We do not have a health worker shortage in this country at the current time, what we have is a distribution problem – we can’t get them out of the cities.
As a health professional, I consider myself very fortunate to have worked across rural and remote Australia in variety of nursing and midwifery roles. I am also representative of what we know – that having grown up in rural South Australia, I am more likely to go back and work in that environment. We must focus on growing our own workforce.
There tends to be a bit of an attitude: that to work in rural and remote health, regardless of which professional group, that you are bit lower down in the pecking order – ‘you couldn’t cut it in in the city so you go bush’.
But we know the reality is quite different, that in order to succeed in rural and remote practice you have to be a special kind of person. As a generalist, you need to be adaptable, resourceful, self motivated, and competent across a very broad scope of practice. You need to be in tune with your community and you need to be resilient. It is a great career.
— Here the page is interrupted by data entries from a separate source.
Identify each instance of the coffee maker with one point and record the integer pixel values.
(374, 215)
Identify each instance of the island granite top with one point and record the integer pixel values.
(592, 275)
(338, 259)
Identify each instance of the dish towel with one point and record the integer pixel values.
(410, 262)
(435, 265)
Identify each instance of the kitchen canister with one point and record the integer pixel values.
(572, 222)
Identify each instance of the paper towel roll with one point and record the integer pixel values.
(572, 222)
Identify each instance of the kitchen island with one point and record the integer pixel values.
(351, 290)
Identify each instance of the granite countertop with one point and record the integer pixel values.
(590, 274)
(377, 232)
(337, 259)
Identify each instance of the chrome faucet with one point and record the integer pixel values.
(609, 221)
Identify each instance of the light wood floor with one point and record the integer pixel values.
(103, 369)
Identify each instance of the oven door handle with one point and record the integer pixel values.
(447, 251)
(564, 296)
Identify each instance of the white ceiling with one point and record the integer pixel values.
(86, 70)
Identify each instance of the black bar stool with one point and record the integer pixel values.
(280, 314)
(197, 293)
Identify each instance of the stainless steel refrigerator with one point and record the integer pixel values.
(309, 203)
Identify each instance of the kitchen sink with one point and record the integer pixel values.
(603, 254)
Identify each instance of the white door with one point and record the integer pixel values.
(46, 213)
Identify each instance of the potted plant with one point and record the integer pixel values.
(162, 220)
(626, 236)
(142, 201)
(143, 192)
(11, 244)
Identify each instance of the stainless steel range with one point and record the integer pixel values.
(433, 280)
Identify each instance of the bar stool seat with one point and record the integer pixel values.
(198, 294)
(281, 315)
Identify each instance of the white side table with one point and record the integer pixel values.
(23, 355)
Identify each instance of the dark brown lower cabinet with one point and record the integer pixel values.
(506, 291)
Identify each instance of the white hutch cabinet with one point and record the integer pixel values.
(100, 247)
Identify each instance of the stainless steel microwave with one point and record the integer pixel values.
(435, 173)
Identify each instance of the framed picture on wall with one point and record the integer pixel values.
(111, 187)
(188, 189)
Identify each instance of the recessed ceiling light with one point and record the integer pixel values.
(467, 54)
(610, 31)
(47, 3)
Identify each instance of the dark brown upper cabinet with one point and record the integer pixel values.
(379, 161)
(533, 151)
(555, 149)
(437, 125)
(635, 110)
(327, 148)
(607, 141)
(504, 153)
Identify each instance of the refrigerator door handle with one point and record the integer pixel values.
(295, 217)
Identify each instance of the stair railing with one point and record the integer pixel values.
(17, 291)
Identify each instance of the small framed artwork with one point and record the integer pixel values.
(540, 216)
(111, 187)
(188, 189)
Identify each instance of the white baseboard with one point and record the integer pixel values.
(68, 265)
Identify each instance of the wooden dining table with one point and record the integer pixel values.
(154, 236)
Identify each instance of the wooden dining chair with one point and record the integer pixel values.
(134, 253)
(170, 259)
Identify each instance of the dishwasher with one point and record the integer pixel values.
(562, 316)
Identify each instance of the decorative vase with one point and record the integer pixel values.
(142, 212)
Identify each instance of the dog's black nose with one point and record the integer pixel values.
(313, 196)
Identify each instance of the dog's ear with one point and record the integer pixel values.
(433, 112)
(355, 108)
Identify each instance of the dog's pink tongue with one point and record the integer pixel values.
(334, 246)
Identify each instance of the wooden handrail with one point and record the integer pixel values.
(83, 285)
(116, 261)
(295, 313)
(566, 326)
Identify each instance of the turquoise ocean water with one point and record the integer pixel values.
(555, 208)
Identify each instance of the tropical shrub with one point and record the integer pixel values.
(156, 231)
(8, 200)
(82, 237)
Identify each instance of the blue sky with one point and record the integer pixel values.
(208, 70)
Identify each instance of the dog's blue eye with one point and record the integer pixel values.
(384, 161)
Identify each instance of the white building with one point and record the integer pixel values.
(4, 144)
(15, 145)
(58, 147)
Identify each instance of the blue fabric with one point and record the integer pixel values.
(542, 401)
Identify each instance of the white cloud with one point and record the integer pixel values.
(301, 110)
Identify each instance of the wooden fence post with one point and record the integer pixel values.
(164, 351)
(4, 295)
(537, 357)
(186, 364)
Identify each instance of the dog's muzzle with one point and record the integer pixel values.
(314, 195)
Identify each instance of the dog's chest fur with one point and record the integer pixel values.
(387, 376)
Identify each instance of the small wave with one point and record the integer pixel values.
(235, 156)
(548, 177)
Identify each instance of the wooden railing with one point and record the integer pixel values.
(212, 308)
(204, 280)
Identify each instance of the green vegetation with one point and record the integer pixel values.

Australians will attest they have a strong affinity with the bush, they like to romanticise the lifestyle, reinforce the myths and promote the romantic images of the bush, and they wear the Akubras and moleskins to prove they do. Politicians included.
I suggest that that connection is superficial.
Scratch the surface and the actual investment in services be they health, education, communications and business is tokenistic at best.
We need to do better. One size, one approach does not fit all.
Seven million people and kids like 12 year old Max deserve better. A fair go for rural and remote health.